Australia’s car manufacturing industry has been dying a slow and painful death. Now it’s time to put it out of its misery, writes David Walker.
Within the next 10 weeks, Toyota and then Holden will shut down Australia’s last car manufacturing plants. As these shut-downs happen, our media will fill not just with justified accounts of the pain caused to workers and their families, but also with a torrent of policy fretting. Commentators will earnestly decry our politicians’ lack of economic vision.
And they’ll be wrong to do so.
Here are seven reasons why Australia’s right to walk away from car manufacturing:
- If a car industry was to remain in Australia, it would require hundreds of millions of dollars in continuing government subsidies. The industry isn’t profitable. Large foreign-owned carmakers have been telling politicians for three-quarters of a century how well they can do if only they’re given a chance – and politicians have given them that chance. We have had tariffs, quotas, manufacturing subsidies, extra luxury car taxes, green car programs and every other damn thing, and Australia’s car industry never could put itself on a sustainable footing.
- Australia is a particularly bad place to make cars. The market is tiny, so you need to export. A car is a collection of very specialised parts, some of which you need to import. And Australia is at the distant end of every supply line.
- Car making is a manufacturing activity – and manufacturing, like agriculture before it, is steadily shrinking as a share of world economic activity. It’s dropped from 21 per cent to 15 per cent in just two decades. Manufacturing employment has dropped even faster; the whole business is ripe for automation, so many car plants have large areas almost devoid of workers. And the same trend recurs in country after country – not just Australia, North America and Europe but even China. Click here to play with the global data yourself, courtesy of Google and the World Bank.

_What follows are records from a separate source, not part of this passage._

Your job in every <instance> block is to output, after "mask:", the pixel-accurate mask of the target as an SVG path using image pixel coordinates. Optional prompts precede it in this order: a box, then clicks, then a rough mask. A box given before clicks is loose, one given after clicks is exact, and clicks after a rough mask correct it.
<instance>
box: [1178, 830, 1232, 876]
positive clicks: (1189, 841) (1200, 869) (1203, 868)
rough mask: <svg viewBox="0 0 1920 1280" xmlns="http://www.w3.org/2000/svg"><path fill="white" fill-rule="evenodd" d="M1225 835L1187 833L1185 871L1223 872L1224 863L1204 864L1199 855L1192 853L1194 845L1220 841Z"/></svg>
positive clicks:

- For governments, car manufacturing is a mug’s game, partly because so many places want to do it. All over the world, the resulting policies have made car manufacturing one of the most expensive ways you can imagine, to give people jobs. The taxes needed to protect car manufacturing push up prices, and push spending power down, for people right across the rest of the economy. Meanwhile, the world’s car supply suffers regular gluts; we’re in one right now. Australia’s right to abandon this crazy game.
- Manufacturing remains an important industry sector, but nothing convincingly justifies giving it special privileges. For instance, a new report from the Australia Institute, Manufacturing: A Moment of Opportunity, claims that manufacturing has a trade orientation, intensity of innovation and overall “strategic importance” that sets it apart from other activities. These are old, thin arguments. For instance, despite their centrality to the economy, Australia produces no phone or PC chips; does anyone really think we should?
- While Australia’s car industry has been shrinking over the past quarter-century, our economy has done remarkably well. Part of that prosperity may be that we stopped doing so much misguided industry protection.
- Donald Trump has tweeted threats to reinstate protection for US carmakers. That doesn’t prove car industry protection is a bad idea, but it is a pretty big hint ...
General Motors is sending Mexican made model of Chevy Cruze to U.S. car dealers-tax free across border. Make in U.S.A.or pay big border tax!
— Donald J. Trump (@realDonaldTrump) January 3, 2017
Farming fell from more than 50 per cent of Australia’s economy in 1900 Federation to less than two per cent now. People of the early 1900s would have told you that such a fall in farming’s share of output and employment would be the ruin of the nation. Yet here we are, obviously not destitute.
The same thing is now happening in manufacturing. Australia, thankfully, has decided not to spend huge sums fighting against the future.